Fluff -- Children learn critical lessons about how to recognize and deal with highly charged emotions in the context of playing with their fathers.
Fact: Children learn the very same lessons playing with anyone. Contrary to the implication in Horn's misinformation, above, Pleck's research has found the following: Mothers and fathers influence their children in similar ways with regard to the development of morality, competence in social interactions, academic achievement, and mental health.
Fluff -- Children with an involved father have more varied social experiences and are more intellectually advanced than those who only have regular contact with their mother.
Fact: Contrary to the implication above, long-time fatherhood exaltation advocate Biller actually refers only to "father involvement" in the context of an intact home -- even he cannot characterize the research as unequivocably supporting father involvement by divorced and unmarried men. Biller is perhaps best known for his decades of research-cum-hand-wringing to the effect that a lack of paternal influence can cause boys to be either overly aggressive or effeminate. Biller admits, however, that fathers in intact U.S. households spend, on average, less than thirty minutes per day in one-on-one time with their children. (And the definition of "more varied social experiences"? Ah come on...)

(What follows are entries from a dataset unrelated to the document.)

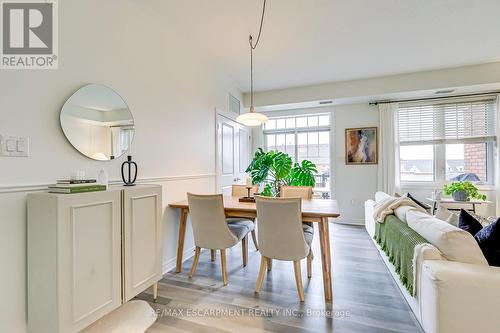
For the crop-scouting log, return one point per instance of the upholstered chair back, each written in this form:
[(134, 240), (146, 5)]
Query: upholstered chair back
[(280, 228), (209, 222)]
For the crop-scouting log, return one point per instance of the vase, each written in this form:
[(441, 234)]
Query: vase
[(460, 195)]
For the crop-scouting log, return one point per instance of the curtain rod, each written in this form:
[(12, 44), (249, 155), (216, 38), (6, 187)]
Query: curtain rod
[(432, 98)]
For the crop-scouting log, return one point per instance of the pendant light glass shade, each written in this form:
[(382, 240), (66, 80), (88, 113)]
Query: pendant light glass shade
[(252, 118)]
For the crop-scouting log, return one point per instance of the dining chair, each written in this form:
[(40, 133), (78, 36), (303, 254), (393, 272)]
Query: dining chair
[(281, 236), (306, 193), (238, 190), (211, 230)]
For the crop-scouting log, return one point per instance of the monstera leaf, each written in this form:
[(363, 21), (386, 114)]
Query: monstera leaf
[(303, 174), (275, 169)]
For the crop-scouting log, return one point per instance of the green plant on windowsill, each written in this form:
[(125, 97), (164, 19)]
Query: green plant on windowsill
[(276, 169), (463, 191)]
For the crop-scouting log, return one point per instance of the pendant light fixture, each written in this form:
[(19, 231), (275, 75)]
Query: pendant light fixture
[(253, 118)]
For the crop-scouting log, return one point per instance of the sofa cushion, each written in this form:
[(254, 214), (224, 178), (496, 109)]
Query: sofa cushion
[(454, 243), (381, 196), (488, 239), (447, 216), (468, 222), (401, 212)]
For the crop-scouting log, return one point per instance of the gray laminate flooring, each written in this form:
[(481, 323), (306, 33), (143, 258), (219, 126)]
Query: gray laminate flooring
[(366, 299)]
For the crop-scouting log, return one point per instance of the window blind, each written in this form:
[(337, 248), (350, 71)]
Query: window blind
[(448, 122)]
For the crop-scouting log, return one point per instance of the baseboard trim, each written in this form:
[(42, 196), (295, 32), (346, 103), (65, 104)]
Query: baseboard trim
[(171, 263), (350, 221), (43, 186)]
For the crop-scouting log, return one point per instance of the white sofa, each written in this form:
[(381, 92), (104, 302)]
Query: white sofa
[(456, 291)]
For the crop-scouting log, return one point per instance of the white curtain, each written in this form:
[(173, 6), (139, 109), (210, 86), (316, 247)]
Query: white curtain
[(497, 173), (388, 170)]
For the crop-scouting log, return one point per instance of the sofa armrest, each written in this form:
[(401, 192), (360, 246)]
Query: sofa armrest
[(421, 253), (458, 297), (369, 220)]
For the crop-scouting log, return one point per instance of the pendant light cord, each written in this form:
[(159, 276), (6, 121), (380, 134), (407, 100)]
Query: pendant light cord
[(252, 47)]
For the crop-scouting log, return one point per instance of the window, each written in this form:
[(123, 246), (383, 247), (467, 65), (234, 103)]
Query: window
[(303, 137), (447, 141)]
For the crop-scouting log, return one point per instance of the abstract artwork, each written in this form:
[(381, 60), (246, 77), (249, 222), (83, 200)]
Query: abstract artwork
[(361, 145)]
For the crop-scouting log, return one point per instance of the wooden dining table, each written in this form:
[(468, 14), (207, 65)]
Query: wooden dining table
[(317, 211)]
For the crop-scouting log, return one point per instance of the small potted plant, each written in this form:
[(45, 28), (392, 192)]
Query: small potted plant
[(463, 191)]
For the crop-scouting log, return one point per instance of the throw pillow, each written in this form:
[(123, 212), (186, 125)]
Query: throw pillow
[(421, 204), (488, 239), (468, 223)]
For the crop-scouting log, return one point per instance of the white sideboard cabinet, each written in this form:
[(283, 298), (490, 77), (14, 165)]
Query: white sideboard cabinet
[(89, 253)]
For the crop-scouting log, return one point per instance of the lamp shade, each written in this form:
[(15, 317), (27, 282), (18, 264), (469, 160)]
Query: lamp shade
[(252, 119)]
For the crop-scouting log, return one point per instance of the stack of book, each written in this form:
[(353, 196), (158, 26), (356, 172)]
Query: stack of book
[(76, 186)]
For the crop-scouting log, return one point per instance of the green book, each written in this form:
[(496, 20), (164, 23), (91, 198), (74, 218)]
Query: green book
[(77, 189)]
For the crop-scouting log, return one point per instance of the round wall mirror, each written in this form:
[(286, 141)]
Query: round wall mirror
[(98, 122)]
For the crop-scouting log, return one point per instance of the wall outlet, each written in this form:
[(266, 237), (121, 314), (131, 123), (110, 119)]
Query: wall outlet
[(14, 146)]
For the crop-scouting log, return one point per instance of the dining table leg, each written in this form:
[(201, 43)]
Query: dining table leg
[(180, 243), (324, 237)]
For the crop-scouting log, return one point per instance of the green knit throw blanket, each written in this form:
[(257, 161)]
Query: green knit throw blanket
[(398, 241)]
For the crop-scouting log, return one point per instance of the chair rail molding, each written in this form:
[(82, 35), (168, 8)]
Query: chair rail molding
[(34, 187)]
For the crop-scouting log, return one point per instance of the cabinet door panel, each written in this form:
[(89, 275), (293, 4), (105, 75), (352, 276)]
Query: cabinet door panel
[(142, 241), (91, 275)]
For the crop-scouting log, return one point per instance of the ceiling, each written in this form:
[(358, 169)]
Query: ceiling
[(307, 42)]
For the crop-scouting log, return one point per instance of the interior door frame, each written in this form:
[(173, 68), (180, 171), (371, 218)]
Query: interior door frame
[(218, 147)]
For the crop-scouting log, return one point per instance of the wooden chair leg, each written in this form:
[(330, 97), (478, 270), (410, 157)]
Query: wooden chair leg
[(195, 261), (269, 264), (309, 264), (262, 271), (298, 279), (254, 239), (244, 250), (223, 266), (155, 292)]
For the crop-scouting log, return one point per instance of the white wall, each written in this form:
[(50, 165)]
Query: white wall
[(354, 184), (170, 88)]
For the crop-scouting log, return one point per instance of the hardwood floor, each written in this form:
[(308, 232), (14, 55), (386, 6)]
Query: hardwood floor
[(366, 299)]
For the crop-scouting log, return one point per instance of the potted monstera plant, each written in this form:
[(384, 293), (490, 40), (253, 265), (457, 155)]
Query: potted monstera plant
[(463, 191), (275, 169)]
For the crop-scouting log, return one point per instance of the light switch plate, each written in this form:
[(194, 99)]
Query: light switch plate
[(13, 146)]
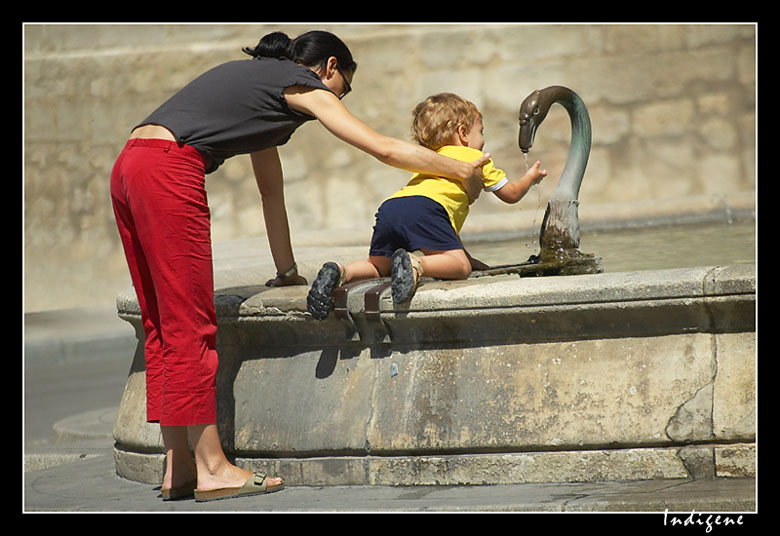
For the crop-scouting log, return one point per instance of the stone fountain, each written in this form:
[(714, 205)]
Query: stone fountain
[(493, 380), (559, 237)]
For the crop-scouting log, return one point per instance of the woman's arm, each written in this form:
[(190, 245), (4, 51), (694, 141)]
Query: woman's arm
[(329, 110), (270, 181)]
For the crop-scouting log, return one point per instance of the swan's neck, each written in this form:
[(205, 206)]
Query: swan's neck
[(579, 150)]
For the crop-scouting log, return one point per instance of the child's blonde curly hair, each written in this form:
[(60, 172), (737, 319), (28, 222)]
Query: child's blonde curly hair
[(436, 119)]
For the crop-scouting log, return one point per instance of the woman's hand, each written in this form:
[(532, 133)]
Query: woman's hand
[(330, 111)]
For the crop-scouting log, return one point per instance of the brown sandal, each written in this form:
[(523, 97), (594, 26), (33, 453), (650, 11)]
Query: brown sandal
[(256, 484)]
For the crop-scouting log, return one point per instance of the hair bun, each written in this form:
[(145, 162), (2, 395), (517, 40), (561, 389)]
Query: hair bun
[(273, 45)]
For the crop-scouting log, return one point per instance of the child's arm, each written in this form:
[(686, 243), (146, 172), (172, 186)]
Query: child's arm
[(514, 191)]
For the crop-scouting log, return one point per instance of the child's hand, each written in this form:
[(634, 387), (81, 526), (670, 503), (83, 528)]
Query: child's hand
[(536, 174)]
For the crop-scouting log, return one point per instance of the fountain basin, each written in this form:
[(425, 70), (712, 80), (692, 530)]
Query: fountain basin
[(497, 379)]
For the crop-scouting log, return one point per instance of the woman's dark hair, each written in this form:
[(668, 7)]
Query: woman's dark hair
[(311, 49)]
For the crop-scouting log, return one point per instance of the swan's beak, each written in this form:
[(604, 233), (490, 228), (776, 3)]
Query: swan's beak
[(527, 133)]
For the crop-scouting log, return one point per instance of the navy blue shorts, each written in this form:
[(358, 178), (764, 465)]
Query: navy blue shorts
[(412, 223)]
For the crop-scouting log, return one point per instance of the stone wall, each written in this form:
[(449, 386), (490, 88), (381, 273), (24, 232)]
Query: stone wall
[(672, 107)]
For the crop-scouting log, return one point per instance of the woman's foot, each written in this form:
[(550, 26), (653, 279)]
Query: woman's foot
[(405, 273), (320, 298)]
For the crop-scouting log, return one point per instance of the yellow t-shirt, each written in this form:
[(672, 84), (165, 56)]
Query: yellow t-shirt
[(450, 193)]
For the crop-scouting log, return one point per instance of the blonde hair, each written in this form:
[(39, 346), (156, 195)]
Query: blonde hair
[(436, 119)]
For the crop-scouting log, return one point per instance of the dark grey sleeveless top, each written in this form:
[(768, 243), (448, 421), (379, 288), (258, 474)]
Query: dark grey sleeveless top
[(236, 108)]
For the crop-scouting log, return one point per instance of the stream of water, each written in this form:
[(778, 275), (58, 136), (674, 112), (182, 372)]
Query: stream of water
[(651, 248)]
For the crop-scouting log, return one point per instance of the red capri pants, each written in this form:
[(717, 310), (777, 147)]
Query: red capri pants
[(159, 198)]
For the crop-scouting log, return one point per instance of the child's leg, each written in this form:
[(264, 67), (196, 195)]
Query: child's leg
[(375, 266), (451, 264), (332, 275), (407, 269)]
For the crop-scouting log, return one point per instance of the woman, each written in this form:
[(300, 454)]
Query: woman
[(157, 188)]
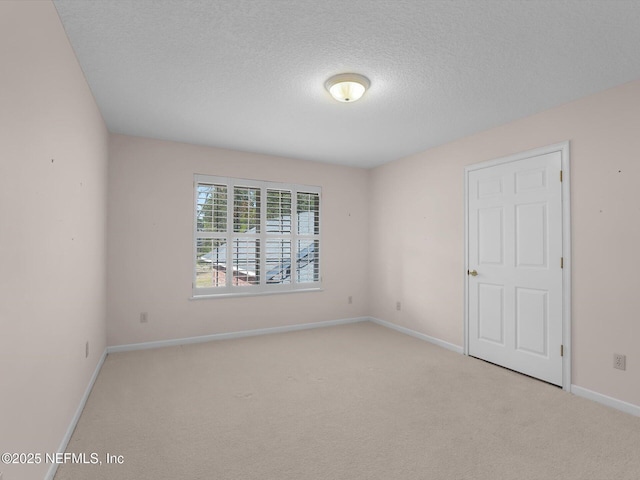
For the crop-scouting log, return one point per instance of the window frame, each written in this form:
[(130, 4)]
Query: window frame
[(263, 236)]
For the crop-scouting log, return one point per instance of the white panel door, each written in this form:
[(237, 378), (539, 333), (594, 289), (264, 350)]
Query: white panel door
[(514, 257)]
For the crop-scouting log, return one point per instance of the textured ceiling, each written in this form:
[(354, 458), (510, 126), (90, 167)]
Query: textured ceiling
[(249, 74)]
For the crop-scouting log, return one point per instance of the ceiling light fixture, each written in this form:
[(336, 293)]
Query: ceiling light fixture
[(347, 87)]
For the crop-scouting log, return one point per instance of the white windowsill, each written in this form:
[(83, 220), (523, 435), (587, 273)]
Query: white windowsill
[(254, 294)]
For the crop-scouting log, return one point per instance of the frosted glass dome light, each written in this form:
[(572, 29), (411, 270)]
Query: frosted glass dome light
[(347, 87)]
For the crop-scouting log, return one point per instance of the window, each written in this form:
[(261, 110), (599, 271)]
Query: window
[(255, 237)]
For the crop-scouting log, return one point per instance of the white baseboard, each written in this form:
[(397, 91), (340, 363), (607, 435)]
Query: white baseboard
[(421, 336), (74, 421), (227, 336), (606, 400)]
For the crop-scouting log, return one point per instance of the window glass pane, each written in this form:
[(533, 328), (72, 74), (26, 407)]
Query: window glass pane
[(246, 261), (278, 211), (246, 210), (211, 208), (308, 207), (211, 263), (278, 260), (308, 261)]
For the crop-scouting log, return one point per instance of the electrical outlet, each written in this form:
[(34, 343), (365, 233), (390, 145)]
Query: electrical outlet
[(619, 361)]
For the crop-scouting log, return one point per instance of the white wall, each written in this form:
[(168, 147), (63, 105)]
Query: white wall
[(417, 231), (53, 156), (150, 235)]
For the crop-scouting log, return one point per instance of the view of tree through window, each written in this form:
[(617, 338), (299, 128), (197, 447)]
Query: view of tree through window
[(247, 237)]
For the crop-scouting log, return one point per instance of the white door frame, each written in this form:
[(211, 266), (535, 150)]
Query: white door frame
[(563, 148)]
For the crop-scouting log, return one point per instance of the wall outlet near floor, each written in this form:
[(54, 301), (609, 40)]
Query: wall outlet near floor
[(619, 361)]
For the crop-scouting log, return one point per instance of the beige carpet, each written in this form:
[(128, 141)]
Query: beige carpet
[(351, 402)]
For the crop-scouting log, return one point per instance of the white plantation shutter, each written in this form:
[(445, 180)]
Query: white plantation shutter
[(253, 237)]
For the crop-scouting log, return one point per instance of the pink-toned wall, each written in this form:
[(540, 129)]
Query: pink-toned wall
[(150, 235), (53, 173), (417, 232)]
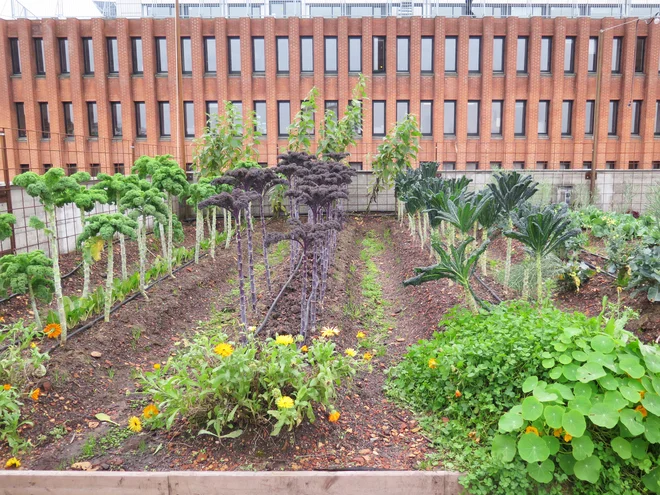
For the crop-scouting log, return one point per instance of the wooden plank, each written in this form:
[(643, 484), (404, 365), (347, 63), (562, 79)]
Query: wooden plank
[(86, 483)]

Fact: "[C]hildren who have had no contact with their fathers in more than a year are more likely to be involved in extracurricular activities than children who have seen their fathers in the past year but whose fathers participated in none of the school activities. Part of the explanation for this pattern may be that children are spending time with their nonresident fathers instead of participating in extracurricular activities."
Fact: "Lessing, Zagorin, and Nelson (1970) found children in father-absent households had lower IQ, verbal, and performance scores than children in father-present households [but] Hunt and Hunt (1977) found race and class were factors in related variables such as aspirations, with lower income children having lower aspirations. According to Mott (1994), girls are more likely to be helped with poor school performance if the father is not in the home... Assessing intellectual functioning in relation to family structure is difficult at best... Although children of divorce experience disruption of academic performance in the aftermath, within two years most children return to their normal patterns of performance. Boys experience greater disruption and girls experience greater recovery of their academic performance... [G]irls' experience challenges to their emotional stability, but their school success is somewhat enhanced by father absence."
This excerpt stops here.